GLOBAL - Pension funds were behind two of the three largest European property transactions in the fourth quarter - an indication that intense competition in the €30m-100m bracket is making smaller assets less attractive to scale investors.

With pension schemes crowding in on assets worth more than €100m, fourth-quarter data published this week by CBRE show commercial real estate investment activity increased 57% over the previous quarter to €38.6bn.

Investors closed more €500m-plus deals over the period than in the previous three quarters. Among them were a UK supermarket acquisition by the Tesco pension scheme and a UK shopping centre acquired jointly by Canada's CA$140bn (€103.7bn) CPPIB and the €231bn ABP.

Although Michael Haddock, director of EMEA research at CBRE, acknowledged there had been a seasonal effect in the fourth quarter, he said the increase at year-end was "about more than that".
"It was out of proportion to the usual increase in activity at that time of year," he said.

Haddock acknowledged that some of the increase had been opportunity driven.
"Not many investors can invest on that scale, and there's a yield premium for investing a large amount of capital," he said.

"I'd expect investors with the scale to be able to invest in large transactions to do so. A number of our clients say that, for core assets, they have effectively been priced out of the market for relatively small lot sizes."

An increase in direct institutional acquisitions in the European market to just over 20% will drive the continued divergence between prime and secondary - a structural shift the CBRE said would be sustained for some time.

Haddock told IPE Real Estate pension schemes had three options: they could take on more market risk by investing in Spain - especially Madrid and Barcelona; accept shorter lease terms; or go after bigger assets.

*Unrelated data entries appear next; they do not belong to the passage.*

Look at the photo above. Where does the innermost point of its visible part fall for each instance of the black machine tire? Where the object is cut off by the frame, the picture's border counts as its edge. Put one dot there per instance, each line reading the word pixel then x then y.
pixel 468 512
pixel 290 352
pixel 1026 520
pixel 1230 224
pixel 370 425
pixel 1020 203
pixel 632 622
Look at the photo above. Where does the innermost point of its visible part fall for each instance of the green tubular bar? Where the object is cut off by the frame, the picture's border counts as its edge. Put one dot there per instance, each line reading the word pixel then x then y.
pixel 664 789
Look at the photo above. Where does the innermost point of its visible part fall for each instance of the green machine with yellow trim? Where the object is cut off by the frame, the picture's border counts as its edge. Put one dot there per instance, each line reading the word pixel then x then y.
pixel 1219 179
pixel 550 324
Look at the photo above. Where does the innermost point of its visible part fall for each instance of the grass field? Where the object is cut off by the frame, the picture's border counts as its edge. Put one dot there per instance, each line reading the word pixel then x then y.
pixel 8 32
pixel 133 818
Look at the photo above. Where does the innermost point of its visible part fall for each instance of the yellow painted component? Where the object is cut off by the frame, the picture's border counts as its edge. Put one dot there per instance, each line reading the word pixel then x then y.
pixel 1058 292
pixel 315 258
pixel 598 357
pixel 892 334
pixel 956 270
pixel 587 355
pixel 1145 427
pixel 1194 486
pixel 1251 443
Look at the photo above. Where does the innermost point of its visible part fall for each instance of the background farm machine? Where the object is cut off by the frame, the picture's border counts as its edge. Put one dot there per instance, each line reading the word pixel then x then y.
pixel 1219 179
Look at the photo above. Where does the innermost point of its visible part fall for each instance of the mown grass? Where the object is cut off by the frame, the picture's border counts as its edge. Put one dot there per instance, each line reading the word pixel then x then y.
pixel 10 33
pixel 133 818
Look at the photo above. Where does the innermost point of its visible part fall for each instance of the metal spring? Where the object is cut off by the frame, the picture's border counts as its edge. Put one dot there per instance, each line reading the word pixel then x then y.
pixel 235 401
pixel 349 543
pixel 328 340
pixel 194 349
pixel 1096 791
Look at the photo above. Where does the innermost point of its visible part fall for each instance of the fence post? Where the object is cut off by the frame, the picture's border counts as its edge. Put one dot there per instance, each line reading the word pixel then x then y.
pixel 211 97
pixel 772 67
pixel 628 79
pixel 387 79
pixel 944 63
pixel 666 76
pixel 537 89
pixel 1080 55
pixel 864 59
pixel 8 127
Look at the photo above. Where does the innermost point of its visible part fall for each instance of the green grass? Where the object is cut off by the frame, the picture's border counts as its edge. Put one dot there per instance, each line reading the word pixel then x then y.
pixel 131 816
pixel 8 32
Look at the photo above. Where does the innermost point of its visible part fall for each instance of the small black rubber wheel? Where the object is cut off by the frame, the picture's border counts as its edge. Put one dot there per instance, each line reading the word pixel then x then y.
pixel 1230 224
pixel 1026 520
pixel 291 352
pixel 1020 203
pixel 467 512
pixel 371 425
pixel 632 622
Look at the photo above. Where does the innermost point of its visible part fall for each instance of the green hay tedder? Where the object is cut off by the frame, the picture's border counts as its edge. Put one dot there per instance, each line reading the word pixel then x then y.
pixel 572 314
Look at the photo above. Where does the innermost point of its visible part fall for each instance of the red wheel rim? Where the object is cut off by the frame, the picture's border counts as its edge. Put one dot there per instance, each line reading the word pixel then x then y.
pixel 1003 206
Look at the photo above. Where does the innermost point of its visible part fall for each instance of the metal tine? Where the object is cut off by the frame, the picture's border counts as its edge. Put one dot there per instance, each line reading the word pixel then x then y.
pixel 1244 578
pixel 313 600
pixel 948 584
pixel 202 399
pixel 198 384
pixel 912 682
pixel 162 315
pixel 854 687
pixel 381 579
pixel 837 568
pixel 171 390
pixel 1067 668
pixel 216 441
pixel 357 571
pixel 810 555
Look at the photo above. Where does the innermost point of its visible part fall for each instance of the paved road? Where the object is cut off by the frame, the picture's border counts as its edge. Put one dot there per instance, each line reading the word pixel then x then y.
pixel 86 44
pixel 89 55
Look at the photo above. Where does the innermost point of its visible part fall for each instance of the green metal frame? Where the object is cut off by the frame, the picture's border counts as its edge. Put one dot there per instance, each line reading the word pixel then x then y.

"To be honest, all three seem to be happening in the market, with different pension funds adopting different solutions," he said.

Whereas yields in the rest of Europe might be 4.5-5.5%, he said, investors   could expect 6% in Madrid or Barcelona - reflecting market risk for peripheral European economies.
Although cross-border investment accounted for 34% across Europe over the year, cross-border buyers accounted for 65% of transactions in Spain - and six of the eight deals worth more than €100m.

Non-European sovereign wealth and pension funds still account for most of the 46% of the investment in European real estate market from outside the region, but the report claimed they increasingly face competition from property companies, funds and private capital.

Meanwhile, with European real estate debt totalling around €1trn, pension schemes - already active in property debt markets - have been mooted as potential lenders.

"In monetary terms, they could fill the lending gap - the question is whether they would," said Haddock.
"It's a question of matching capital requirement with the availability. Pension funds tend to operate at the safer end of the real estate market, and poor secondary-quality assets are the ones with the worst debt problems, which is why it is particularly problematic to work them out."